Markus Zöbeli, Leiter Betreibungsamt Dübendorf

Ein Zwangsverwertungsverfahren wurde eingeleitet, doch gemäss «Tages-Anzeiger» zögerte die Firma K-Werkstatt das Verfahren immer wieder mit juristischen Interventionen hinaus. Laut Gerichtsakten wollte die Firma die öffentliche Versteigerung verhindern, bis der Gestaltungsplan rechtskräftig ist. Der Grund: So ist das Land mehr wert.

Die Forderungen auf die beiden Grundstücke sollen sich auf rund 20 Millionen Franken belaufen. Nach der Versteigerung dürfte also noch ein grösserer Betrag übrig bleiben – selbst wenn man die gesetzlich angeordneten Verzugszinsen einrechnet.

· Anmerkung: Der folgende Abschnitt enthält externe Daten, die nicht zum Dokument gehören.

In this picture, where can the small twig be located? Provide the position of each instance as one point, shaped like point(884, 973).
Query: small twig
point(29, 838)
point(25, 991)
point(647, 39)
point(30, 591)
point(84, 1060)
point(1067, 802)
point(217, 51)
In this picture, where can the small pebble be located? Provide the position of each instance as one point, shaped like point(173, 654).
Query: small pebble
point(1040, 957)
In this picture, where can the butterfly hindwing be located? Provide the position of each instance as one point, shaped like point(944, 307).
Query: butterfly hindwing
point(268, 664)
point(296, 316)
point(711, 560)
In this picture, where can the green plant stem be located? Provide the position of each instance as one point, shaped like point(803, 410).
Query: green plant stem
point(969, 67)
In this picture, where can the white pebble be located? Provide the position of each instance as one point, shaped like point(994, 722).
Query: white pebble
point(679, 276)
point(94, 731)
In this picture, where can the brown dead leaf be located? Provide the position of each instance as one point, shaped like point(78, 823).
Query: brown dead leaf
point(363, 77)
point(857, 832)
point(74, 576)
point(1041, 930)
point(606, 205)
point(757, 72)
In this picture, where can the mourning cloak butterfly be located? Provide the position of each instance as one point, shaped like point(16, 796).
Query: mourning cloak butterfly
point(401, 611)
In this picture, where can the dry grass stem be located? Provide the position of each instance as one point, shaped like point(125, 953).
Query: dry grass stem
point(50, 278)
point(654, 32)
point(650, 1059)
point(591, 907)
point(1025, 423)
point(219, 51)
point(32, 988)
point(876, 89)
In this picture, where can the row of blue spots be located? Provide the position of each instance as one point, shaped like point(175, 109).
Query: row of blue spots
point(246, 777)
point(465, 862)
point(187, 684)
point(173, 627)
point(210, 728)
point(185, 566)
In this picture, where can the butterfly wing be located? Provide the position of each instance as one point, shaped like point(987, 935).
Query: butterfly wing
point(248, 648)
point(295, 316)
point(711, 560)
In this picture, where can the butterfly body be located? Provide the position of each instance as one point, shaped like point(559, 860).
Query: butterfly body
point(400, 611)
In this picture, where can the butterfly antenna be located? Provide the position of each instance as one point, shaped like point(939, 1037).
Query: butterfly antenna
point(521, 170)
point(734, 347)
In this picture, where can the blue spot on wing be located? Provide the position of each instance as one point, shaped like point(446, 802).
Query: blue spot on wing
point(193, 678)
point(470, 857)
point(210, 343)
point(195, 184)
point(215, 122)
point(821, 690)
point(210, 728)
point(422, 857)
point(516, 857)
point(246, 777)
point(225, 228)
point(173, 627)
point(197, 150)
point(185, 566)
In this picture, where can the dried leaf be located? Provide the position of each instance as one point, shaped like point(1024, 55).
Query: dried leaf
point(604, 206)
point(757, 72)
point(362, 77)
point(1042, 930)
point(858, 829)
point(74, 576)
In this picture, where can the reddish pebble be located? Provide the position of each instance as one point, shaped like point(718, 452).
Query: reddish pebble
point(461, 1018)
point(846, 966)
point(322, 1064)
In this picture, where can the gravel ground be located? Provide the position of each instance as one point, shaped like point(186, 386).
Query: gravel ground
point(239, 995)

Anzahlung: 1 Million Franken

«Es würde mich nicht überraschen, wenn die Steigerungssumme am Ende sogar noch höher wäre als der Schätzwert von 64,2 Millionen Franken», so Betreibungsamtsleiter Zöbeli. Dies zum einen wegen des anhaltenden Baubooms. Zum anderen aber auch, weil Liegenschaften in Zeiten von Negativzinsen bei Investoren wie Versicherungen und Pensionskassen als Anlageobjekte beliebt seien.

Die Versteigerung findet im Arvensaal des Restaurants Sonnental statt und ist öffentlich, es gibt Sitzplätze für 90 Personen. Wer mitbieten will, muss eine Anzahlung von einer Million Franken leisten oder ein so genanntes Zahlungsversprechen in derselben Höhe zugunsten des Betreibungsamts Dübendorf geben.

Zöbeli wird selber als Steigerungsleiter walten. Wegen der hohen Summe schaue er der Versteigerung mit grosser Spannung entgegen, sagt er. «Wenn ich daran denke, verspüre ich schon jetzt ein leichtes Kribbeln.»